Apesar da preponderância das obras de Wendt, especialmente por sua recepção no mercado editorial e nos debates acadêmicos, outros intelectuais, como Friedrich von Kratoch e Thomas Risse-Kappen, definiram separadamente em suas obras os princípios básicos do Construtivismo, dentre eles a perspectiva de que o mundo é uma construção social resultante da interação dos atores sociais. Essa geração estava empenhada em desenvolver, na teoria das Relações Internacionais, uma teoria crítica ao paradigma tradicional que abordasse a relação entre agente e estrutura a partir do conceito de que ambos são coconstitutivos uns dos outros.
Não se pode falar de sociedade sem indivíduos, nem de indivíduos sem sociedade.
Kratochwil afasta-se de outros construtivistas mais “positivistas”, ou seja, daqueles que entendem as Relações Internacionais como uma ciência, a exemplo de Wendt, justamente por incluir em suas reflexões teóricas os postulados da virada linguística, onde a relação entre o que é evidente e o que é apenas discurso interfere na produção de conhecimento. É justamente sobre a importância dessa virada linguística que muitos construtivistas discordam, pois ela põe a análise do discurso, as regras e as normas no centro da análise das Relações Internacionais.
Objeto com interação.
Atenção
Virada Linguística
Também denominada “Giro linguístico”, foi um importante movimento filosófico ocorrido ao longo do século XX, quando a relação entre a linguagem e a realidade passou a ser considerada determinante para a construção de conhecimento.
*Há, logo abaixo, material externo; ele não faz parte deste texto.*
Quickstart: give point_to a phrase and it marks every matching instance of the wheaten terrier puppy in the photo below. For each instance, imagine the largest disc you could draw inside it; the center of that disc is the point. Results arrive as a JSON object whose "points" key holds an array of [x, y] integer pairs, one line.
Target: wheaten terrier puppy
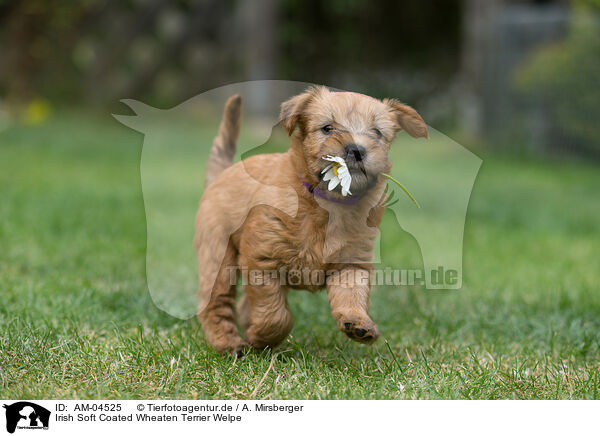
{"points": [[275, 214]]}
A virada linguística repercutiu em várias áreas de conhecimento, gerando novos métodos e novas escolas de pensamento em todas as ciências humanas.
Se, cronologicamente, Onuf foi o primeiro a publicar o conceito de Construtivismo versando sobre a teoria das Relações Internacionais, por outro lado, foi a obra de Wendt que ofereceu a face do Construtivismo nas principais academias. A obra de Nicholas Onuf tem a especificidade de transpor, diretamente da Sociologia para a teoria das Relações Internacionais, os postulados do sociólogo Anthony Giddens, que elaborou uma teoria construtivista para análise da cultura na sociedade que passa pela modernidade.
Anthony Giddens. Fonte: Wikimedia
Por ter um referencial teórico já amadurecido, especula-se que sua obra tenha tido uma recepção mais difícil do que a de Wendt, pela sua sofisticação. Na década de 1990, Vendulka Kubalkova, até então conhecida por publicações voltadas à contribuição marxista para as Relações Internacionais, decidiu liderar um movimento de valorização da obra de Onuf a partir da reedição de seus livros e como uma alternativa à corrente acusação de “estadocentrismo” das obras de Wendt.
Resumindo
Embora Alexander Wendt tenha sido o primeiro grande expoente do pensamento construtivista na teoria das Relações Internacionais, outros acadêmicos participaram, desde o início, da elaboração dos conceitos comuns aos pensadores dessa escola.